1. A coil insertion apparatus for inserting loosely bundled coils (4) respectively into grooves of a core structure (1) through angularly spaced-apart parallel guide paths of a jig (6) by pushing inner portions of said coils (4) with a pusher (302) which is advanced in said jig (6) toward said core structure (1) by first moving means (7, 50, 207), characterised by coil holding means (57A, 57B) movably mounted externally of said parallel guide paths to engage outer portions of said coils (4), and second moving means (71, 65, 66A, 66A', 66B, 76, 58, 59) for causing said coil holding means (57A, 57B) to engage with said outer coil portions when said coil pusher (302) initiates advancing said inner coil portions and for moving in coaction with the first moving means (7, 50, 207) said coil holding means (75A, 57B) to advance said outer coil portions towards said core structure (1) at substantially the same speed as that of the inner coil portions.

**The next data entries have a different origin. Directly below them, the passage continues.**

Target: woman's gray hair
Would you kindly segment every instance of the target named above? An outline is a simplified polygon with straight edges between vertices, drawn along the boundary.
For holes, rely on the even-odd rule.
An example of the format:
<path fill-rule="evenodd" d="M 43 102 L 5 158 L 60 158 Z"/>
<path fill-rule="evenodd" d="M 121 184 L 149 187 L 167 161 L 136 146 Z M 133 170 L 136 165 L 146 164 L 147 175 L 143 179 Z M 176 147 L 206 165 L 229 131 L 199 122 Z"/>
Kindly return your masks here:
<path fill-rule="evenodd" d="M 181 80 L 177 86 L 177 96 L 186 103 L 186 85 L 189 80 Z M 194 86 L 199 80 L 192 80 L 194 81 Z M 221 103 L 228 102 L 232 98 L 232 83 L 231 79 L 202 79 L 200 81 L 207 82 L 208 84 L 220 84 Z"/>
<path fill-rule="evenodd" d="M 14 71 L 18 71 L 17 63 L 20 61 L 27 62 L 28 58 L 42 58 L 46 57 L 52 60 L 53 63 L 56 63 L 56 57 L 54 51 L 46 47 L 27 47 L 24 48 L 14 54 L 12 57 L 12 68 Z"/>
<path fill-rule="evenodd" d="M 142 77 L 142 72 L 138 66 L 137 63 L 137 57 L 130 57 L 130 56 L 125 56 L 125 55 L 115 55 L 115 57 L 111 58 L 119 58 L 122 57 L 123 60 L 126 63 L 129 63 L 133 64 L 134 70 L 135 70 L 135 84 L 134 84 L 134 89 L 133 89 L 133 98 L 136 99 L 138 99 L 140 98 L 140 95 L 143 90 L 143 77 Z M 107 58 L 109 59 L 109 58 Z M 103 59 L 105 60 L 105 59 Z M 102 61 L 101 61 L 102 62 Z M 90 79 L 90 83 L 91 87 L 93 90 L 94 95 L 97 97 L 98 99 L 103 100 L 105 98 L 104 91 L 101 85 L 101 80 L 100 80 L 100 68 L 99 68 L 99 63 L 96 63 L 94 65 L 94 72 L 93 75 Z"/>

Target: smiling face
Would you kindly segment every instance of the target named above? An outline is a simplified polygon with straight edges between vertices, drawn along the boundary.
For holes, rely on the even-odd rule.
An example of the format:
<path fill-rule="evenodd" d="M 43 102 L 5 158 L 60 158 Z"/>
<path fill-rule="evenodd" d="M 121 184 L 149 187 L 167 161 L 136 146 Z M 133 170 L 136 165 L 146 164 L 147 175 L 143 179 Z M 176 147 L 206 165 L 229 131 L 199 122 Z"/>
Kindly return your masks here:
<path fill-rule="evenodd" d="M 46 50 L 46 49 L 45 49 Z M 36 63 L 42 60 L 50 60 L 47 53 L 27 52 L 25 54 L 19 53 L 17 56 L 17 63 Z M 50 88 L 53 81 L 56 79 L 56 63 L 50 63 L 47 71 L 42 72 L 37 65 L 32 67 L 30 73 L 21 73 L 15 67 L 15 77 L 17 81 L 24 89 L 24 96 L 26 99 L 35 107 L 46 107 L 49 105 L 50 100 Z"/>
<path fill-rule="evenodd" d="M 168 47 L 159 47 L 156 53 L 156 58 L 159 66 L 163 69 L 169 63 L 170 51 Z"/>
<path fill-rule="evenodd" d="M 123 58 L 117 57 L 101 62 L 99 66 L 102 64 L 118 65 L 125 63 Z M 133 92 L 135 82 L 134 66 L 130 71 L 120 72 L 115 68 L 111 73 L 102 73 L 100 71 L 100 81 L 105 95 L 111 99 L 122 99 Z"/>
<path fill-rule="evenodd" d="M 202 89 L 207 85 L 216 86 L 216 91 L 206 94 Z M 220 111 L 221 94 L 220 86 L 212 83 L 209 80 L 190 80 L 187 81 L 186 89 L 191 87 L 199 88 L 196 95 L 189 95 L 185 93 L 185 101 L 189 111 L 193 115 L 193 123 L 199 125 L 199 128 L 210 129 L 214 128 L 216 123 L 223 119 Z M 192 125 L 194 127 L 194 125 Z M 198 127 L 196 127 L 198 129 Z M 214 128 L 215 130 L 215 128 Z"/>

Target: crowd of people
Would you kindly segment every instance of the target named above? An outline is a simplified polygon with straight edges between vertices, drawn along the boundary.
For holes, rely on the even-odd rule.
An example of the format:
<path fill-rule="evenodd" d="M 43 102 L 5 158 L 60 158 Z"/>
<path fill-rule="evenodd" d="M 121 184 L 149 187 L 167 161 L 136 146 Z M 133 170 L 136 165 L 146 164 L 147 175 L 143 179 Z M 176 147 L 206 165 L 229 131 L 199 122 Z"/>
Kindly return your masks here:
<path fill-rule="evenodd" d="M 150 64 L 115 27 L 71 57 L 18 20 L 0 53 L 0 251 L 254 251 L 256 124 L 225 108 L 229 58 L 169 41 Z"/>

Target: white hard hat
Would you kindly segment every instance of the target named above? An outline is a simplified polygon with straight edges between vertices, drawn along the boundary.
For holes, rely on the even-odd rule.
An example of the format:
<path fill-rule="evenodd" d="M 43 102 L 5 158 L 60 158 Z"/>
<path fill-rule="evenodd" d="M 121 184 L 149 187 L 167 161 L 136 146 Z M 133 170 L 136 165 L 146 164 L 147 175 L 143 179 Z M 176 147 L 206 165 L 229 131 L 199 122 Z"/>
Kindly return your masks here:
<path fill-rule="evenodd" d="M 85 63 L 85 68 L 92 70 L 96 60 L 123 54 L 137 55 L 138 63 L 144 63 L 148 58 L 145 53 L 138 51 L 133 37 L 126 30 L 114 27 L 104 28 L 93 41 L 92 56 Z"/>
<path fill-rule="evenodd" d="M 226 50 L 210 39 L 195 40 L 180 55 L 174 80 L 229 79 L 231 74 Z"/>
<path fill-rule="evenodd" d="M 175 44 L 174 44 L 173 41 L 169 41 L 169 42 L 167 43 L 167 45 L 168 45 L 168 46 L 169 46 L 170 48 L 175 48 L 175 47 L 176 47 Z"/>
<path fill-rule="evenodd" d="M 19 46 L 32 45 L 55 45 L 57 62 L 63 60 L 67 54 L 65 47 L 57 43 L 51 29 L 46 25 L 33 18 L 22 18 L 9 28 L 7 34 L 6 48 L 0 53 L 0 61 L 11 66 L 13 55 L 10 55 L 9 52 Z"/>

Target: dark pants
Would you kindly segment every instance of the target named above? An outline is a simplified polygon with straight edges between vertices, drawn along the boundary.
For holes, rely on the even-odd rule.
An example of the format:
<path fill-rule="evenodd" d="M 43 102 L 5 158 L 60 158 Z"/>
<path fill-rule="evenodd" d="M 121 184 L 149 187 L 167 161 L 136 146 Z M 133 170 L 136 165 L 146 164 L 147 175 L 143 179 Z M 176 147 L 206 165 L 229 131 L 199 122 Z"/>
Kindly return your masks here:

2. A coil insertion apparatus as claimed in claim 1, characterised in that said coil holding means (57A, 57B) comprise means (57') arranged to bear against said outer coil portions to orient said outer coil portions toward a vertical position and means (57") to hold said outer coil portions.

3. A coil insertion apparatus as claimed in claim 1 or 2, characterised in that said coil holding means (57A, 57B) comprises a pair of oppositely pivotable arms (57A, 57B) each having a part-cylindrical portion (57') and an upwardly turned end portion (57").

4. A coil insertion apparatus as claimed in claim 3, characterised in that said second moving means comprises means (66A, 66B, 66A') for rotating said arms (57A, 57B) from a horizontal position towards said vertical position in response to said coil pusher (302) substantially contacting said inner coil portions in and for moving said vertically positioned arms (57A, 57B) to advance said outer coil portions to said core structure (1 ).